Life- Changing cracker recipe

Like a million other women, I'm in hot hot love with these crackers, but hate that you get a small amount for such a high cost -- this is adapted from a recipe from food.com -- I swapped out some of the nuts for others, added flax seeds as well as the ground flax, and added dried cranberries in the mix.

I baked them in a gratin dish that I divided with foil into two long skinny loaf pans so I had little 2" loaves that came out. 

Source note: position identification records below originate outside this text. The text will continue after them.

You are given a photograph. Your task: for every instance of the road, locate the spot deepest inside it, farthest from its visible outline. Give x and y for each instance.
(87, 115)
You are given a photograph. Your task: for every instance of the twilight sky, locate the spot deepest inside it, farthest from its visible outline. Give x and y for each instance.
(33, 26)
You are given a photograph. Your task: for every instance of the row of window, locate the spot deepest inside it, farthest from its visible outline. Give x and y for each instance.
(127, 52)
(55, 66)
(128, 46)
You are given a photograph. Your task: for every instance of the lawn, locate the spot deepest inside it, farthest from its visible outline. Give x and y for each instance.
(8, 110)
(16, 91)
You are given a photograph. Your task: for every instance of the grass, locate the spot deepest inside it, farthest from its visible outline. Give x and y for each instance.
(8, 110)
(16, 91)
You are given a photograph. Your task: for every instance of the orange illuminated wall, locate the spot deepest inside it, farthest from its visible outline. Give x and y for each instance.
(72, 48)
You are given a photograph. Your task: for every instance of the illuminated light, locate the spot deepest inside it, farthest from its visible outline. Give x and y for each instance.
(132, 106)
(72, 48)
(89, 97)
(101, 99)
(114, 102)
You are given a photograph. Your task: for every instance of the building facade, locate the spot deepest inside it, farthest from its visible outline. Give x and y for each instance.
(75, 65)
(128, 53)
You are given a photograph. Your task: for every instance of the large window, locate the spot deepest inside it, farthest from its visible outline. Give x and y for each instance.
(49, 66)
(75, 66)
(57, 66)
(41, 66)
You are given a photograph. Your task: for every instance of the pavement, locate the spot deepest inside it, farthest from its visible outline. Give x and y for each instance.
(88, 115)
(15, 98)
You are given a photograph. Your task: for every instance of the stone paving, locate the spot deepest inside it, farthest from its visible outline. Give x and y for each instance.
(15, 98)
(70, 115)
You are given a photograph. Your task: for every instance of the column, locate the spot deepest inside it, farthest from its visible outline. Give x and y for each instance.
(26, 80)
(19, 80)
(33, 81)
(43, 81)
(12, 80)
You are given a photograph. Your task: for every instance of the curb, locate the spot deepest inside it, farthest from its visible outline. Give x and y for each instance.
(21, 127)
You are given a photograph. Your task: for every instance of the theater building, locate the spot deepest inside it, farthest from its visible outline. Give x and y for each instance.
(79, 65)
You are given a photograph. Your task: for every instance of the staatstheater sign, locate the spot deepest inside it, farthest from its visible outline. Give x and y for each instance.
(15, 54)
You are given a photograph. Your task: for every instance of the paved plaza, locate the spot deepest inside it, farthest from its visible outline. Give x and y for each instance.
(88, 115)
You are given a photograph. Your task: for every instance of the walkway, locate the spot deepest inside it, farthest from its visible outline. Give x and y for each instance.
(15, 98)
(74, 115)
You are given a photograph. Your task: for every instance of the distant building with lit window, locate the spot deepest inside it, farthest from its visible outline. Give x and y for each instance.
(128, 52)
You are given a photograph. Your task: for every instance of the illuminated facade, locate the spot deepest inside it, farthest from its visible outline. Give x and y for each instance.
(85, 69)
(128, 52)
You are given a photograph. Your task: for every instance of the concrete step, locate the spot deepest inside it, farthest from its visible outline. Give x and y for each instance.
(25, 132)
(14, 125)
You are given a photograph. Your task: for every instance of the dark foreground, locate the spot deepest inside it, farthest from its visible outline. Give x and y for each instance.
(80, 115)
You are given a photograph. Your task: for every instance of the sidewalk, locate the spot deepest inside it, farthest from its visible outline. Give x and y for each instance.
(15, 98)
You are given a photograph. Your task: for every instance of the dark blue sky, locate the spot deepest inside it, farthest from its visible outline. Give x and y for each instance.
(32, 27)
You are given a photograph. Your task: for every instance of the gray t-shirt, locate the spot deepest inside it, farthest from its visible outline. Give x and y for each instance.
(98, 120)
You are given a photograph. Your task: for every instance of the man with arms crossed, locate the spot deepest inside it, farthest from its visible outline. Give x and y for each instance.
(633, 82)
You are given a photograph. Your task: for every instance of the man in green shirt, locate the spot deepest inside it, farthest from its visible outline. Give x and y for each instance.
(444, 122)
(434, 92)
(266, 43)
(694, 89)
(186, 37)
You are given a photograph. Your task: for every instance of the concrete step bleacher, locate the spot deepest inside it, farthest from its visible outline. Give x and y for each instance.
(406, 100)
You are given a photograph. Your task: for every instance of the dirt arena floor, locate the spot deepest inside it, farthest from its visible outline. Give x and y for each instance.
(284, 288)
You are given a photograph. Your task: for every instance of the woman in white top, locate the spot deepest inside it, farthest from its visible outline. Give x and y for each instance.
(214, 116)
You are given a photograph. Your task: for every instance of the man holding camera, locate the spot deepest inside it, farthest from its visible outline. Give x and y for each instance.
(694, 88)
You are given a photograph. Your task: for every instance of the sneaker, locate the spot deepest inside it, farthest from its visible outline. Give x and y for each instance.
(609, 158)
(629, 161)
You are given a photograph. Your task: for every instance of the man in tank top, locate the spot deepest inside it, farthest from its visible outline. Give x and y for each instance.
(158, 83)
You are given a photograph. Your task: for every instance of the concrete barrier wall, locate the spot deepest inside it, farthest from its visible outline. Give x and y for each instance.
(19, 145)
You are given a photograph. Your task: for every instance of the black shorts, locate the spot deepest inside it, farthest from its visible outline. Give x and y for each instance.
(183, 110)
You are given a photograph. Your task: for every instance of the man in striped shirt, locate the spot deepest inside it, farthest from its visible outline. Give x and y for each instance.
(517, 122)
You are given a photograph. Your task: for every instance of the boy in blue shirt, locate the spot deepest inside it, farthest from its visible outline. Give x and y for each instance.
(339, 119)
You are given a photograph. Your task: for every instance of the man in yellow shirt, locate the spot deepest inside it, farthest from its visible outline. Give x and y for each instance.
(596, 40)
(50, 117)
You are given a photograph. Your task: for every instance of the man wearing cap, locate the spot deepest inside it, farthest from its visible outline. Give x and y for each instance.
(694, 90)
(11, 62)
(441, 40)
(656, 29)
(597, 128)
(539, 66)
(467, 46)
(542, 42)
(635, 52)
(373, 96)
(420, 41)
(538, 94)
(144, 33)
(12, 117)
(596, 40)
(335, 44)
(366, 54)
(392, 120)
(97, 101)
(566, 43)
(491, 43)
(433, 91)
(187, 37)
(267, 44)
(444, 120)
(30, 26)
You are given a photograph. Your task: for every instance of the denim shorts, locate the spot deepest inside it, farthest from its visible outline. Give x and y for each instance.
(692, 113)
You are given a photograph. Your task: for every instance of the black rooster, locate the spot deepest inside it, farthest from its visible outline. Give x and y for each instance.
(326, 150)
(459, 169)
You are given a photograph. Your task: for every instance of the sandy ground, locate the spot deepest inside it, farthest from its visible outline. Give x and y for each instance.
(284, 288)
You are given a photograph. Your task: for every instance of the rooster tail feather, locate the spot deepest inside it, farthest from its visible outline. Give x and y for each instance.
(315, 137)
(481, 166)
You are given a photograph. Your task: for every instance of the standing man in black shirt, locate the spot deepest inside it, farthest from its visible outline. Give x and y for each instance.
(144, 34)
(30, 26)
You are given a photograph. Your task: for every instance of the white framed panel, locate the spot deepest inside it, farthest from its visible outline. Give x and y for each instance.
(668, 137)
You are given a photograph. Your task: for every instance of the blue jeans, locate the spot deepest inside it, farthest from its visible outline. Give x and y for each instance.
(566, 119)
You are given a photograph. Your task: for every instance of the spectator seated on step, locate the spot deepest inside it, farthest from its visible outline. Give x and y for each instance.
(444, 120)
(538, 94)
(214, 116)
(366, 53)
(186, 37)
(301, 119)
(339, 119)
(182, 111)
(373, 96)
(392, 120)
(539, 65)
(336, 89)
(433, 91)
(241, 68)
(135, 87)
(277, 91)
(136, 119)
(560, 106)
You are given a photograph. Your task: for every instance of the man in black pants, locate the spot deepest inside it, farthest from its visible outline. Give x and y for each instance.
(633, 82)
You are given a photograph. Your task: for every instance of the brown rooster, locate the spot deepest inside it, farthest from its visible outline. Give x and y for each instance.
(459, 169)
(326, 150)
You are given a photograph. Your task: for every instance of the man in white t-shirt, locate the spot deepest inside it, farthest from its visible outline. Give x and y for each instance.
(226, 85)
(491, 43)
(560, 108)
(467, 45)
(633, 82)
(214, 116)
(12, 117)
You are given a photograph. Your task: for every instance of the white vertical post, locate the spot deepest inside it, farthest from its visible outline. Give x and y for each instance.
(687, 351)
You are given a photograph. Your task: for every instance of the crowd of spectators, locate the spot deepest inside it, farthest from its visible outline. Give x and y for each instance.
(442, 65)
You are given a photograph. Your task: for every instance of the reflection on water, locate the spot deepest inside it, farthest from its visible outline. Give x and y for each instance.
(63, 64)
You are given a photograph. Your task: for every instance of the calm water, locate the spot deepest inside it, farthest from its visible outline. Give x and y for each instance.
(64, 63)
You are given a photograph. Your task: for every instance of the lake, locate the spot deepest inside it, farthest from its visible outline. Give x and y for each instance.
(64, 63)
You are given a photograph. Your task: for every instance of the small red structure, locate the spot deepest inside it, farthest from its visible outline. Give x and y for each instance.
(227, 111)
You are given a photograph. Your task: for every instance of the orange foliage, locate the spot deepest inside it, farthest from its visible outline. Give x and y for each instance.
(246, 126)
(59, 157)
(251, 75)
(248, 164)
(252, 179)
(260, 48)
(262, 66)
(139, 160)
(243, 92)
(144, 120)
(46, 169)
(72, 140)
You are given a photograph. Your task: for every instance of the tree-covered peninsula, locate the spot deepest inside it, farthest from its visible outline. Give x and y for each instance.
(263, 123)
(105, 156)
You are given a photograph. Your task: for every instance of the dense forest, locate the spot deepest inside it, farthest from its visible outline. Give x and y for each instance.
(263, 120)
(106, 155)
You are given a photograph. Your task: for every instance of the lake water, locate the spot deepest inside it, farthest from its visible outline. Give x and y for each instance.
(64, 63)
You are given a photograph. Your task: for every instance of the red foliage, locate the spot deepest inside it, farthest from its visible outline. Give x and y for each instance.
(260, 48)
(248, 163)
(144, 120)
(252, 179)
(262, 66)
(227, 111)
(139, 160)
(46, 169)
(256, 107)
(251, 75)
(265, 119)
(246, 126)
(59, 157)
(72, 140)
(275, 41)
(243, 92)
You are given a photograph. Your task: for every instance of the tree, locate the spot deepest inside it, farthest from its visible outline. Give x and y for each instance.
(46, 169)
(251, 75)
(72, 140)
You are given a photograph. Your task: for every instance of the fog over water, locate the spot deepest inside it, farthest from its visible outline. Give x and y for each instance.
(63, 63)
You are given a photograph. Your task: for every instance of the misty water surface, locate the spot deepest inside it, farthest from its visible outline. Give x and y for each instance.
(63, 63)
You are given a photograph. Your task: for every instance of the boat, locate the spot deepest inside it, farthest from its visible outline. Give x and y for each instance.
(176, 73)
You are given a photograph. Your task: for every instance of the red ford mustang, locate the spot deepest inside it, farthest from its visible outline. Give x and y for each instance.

Rosemary Raisin Nut crisps -- adapted knock off Rainforest Crisps

1 cup flour
3/4 cup whole wheat flour (original recipe called for two cups of flour -- but I subbed I subbed in whole wheat for a bit of extra grain and fiber. Subbing whole wheat flour = 3/4 C for 1 C of white flour)
2 teaspoons baking soda
1 teaspoon salt
2 cups buttermilk
1/4 cup brown sugar
1/4 cup honey
1/4 ground flax seed 

1/2 cup raisins (I think it was closer to two handfulls -- maybe 3/4 cup?)
1/2 cup dried cranberries (same story)
small handfull chopped walnuts
small handfull slivered almonds
1/4 cup flax seed
1/8 cup sesame seeds
1/4 cup sunflower seeds
2 tablespoon chopped fresh rosemary (1 just didn't seem like enough!)

Directions:

1
Preheat oven to 350°F.
2
In a large bowl, stir together the flour, baking soda and salt. Add the buttermilk, brown sugar and honey and stir a few strokes. Add the raisins, pecans, pumpkin seeds, sesame seeds, flax seed and rosemary and stir just until blended.
3
Pour the batter into two 4x 8-inch loaf pans that have been sprayed with non-stick spray. Bake for about 45 minute until golden and springy to the touch. Remove from the pans and cool on a wire rack.
4
The cooler the bread, the easier it is to slice really thin. You can leave it until the next day or pop it in the freezer. Slice the loaves as thin as you can and place the slices in a single layer on an ungreased cookie sheet. Try slicing and baking one loaf and popping the other in the freezer for later. Sprinkle with salt.  Reduce the oven heat to 300°F and bake them for about 15 minutes then flip them over and bake for another 10 minutes, until crisp and deep golden. Try not to eat them all at once!